Adiel AKPLOGAN : Très bonne question, très intéressante ! Oui effectivement, comme je l’ai souligné tout à l’heure la façon dont les adresses IP sont gérés est défini généralement par la communauté, donc ce sont les opérateurs qui discutent, qui arrivent à un consensus sur le mode gestion des adresses non seulement par AFRINIC mais également comme vous l’avez bien noté au niveau d’IANA (Internet Assigned Numbers Authority), c’est-à-dire que les opérateurs définissent comment IANA gèrent les adresses avec les registres régionaux comme AFRINIC. Comme vous l’avez dit, il y a eu cette politique qui a été proposée l’année dernière pour que l’IANA réserve un certain nombre de blocs d’adresses IPV4 pour les registres à la fin, c’est-à-dire au moment où nous aurons utilisé tout le bloc qu’il gère, que le dernier soit reparti de façon uniforme c’est-à-dire chaque registre régional obtiendra d’IANA le même quantité d’adresses IP et ce sera à chaque registre de le gérer localement. Et à la fin de la discussion, il a été retenu qu’IANA réserve pour chaque registre un bloc de 16 millions d’adresses IPV4, donc 5 lots de 16 millions d’adresses vont être redistribués aux cinq registres. Ce sera à chaque registre de voir l’utilisation qu’elle en fera. Actuellement d’ailleurs, il y a des discussions en cours pour voir comment dans notre région, AFRINIC devra gérer ce dernier lot de blocs IPV4. Ceci implique l’identification d’infrastructures critiques qui pourraient obtenir ces adresses IPV4 en priorité, définir le minimum d’allocation qu’AFRINIC pourra faire aux opérateurs dans ce bloc, les conditions d’allocations à partir de cette étape. Par exemple, nous allons être plus rigoureux sur IPV6 en disant que nous ne vous allouerons des adresses IPV4 que si vous vous engager à déployer IPV6 en retour, si vous ne justifier pas d’un plan de déploiement IPV6, nous ne vous allouerons pas adresses en IPV4. Car nous sommes conscients que certains réseaux ont besoin d’IPV4 pour pouvoir planifier leur transition. Au niveau globale, il y a un accord sur le fait que qu’IANA réservera un bloc d’adressing /8 par registre, chaque registre aura la responsabilité de définir comment elle utilisera ces blocs.

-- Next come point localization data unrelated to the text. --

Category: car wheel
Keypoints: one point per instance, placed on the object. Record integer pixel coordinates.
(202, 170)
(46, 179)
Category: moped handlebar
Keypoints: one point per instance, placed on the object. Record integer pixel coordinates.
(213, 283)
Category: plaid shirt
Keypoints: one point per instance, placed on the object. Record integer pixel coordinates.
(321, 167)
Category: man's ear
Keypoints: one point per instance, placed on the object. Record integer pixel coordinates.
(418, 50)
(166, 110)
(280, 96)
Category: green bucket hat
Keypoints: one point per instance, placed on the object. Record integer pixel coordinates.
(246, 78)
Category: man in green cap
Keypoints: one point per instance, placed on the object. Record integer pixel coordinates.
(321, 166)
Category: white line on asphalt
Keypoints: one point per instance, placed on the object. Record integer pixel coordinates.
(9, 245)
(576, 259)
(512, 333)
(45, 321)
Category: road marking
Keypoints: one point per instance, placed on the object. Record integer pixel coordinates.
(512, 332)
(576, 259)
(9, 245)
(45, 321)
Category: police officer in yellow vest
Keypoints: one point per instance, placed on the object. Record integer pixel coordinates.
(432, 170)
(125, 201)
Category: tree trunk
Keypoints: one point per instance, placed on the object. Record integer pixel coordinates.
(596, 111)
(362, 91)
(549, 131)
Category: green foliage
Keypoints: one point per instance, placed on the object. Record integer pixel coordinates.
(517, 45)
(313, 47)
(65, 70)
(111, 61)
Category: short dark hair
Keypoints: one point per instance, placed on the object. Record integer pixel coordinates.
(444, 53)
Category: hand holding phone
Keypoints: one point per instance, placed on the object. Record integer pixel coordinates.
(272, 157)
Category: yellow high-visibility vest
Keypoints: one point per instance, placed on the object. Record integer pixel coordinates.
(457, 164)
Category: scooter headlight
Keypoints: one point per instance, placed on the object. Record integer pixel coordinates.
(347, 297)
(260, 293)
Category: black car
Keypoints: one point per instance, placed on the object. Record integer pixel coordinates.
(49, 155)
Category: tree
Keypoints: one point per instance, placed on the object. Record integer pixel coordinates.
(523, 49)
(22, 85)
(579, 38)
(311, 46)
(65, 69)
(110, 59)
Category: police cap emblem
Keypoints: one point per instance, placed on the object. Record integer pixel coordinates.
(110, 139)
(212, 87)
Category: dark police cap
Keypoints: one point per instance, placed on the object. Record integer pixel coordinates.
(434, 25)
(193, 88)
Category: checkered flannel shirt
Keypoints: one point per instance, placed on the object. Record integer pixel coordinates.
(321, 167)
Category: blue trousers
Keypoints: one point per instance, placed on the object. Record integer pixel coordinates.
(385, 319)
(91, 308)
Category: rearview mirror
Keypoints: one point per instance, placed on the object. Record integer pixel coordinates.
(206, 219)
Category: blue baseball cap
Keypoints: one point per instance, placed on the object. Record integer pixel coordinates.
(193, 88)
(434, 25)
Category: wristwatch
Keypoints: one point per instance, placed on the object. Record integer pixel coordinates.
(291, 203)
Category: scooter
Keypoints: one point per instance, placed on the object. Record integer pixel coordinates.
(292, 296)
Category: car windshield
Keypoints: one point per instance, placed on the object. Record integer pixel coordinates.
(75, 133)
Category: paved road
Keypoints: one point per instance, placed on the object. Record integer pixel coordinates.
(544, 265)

Imaginons le scénario suivant : L’épuisement de toutes les adresses IPV4 chez les autres registres au moment où AFRINIC aurait encore en réserve des adresses en IPV4. L’ICANN ne pourrait elle pas nous obliger à partager ces adresses non encore utilisées mais dont nous aurons besoin plus tard ?
Oui, c’est l’une des idées philosophiques qui circulent actuellement. Mais déjà pour être précis là-dessus, aujourd’hui la façon dont la gestion des adresses est faite, il n’est pas possible sur internet. Chaque opérateur va router les adresses IP qui viennent de sa région, parce que derrière il y a des règles de routage qui sont appliqués au niveau du cœur du réseau. De façon formelle, il n’est pas possible pour un opérateur de venir au niveau d’AFRINIC pour pouvoir prendre ces adresses et les utiliser hors de la région. Par contre ce qui est possible et envisageable, c’est qu’un opérateur s’installe dans la région africaine, offre des services minimums et fédèrent ses services vers l’Afrique au lieu de l’Europe ou des états unis où il n’y a plus d’adresses IPV4 et essayent d’obtenir des adressent IPV4 de la région. Mais cela ne devient pas de la règle de base car ces adresses IP seront utilisées dans la région, même si c’est pour servir des utilisateurs qui sont dans d’autres régions. Ça c’est un peu la beauté, Internet n’est pas limité par les frontières géographiques que nous avons aujourd’hui. Maintenant il faut garder à l’esprit qu’IPV4 aujourd’hui est entrain de disparaître. Au lieu de créer des mécanismes pour pouvoir continuer à utiliser IPV4, la tendance c’est plutôt d’aller vers IPV6 et pour ça il faut commencer tôt. Pourquoi se battre sur des miettes d’adresses IPV4 alors que nous avons un protocole mur qui est IPV6 et qui peur être déployer en permettant une pérennité beaucoup plus grande. Je ne pense pas que les opérateurs dignes de ce nom vont mettre en place toute une stratégie pour s’installer en Afrique juste pour profiter de nos adresses IPV4. N’oublions pas que les 16 millions d’adresses IPV4 qui vont être redistribuées par IANA vont être consommées en très peu de temps dans les autres registres et plus lentement (3 ans) par AFRINIC. Donc se rabattre sur l’Afrique ne réglera pas le problème de ces registres car un seul d’entre eux pourrait consommer nos 16 millions d’adresses IPV4 en 3 mois. Donc il est peu probable de voir ce phénomène se produire.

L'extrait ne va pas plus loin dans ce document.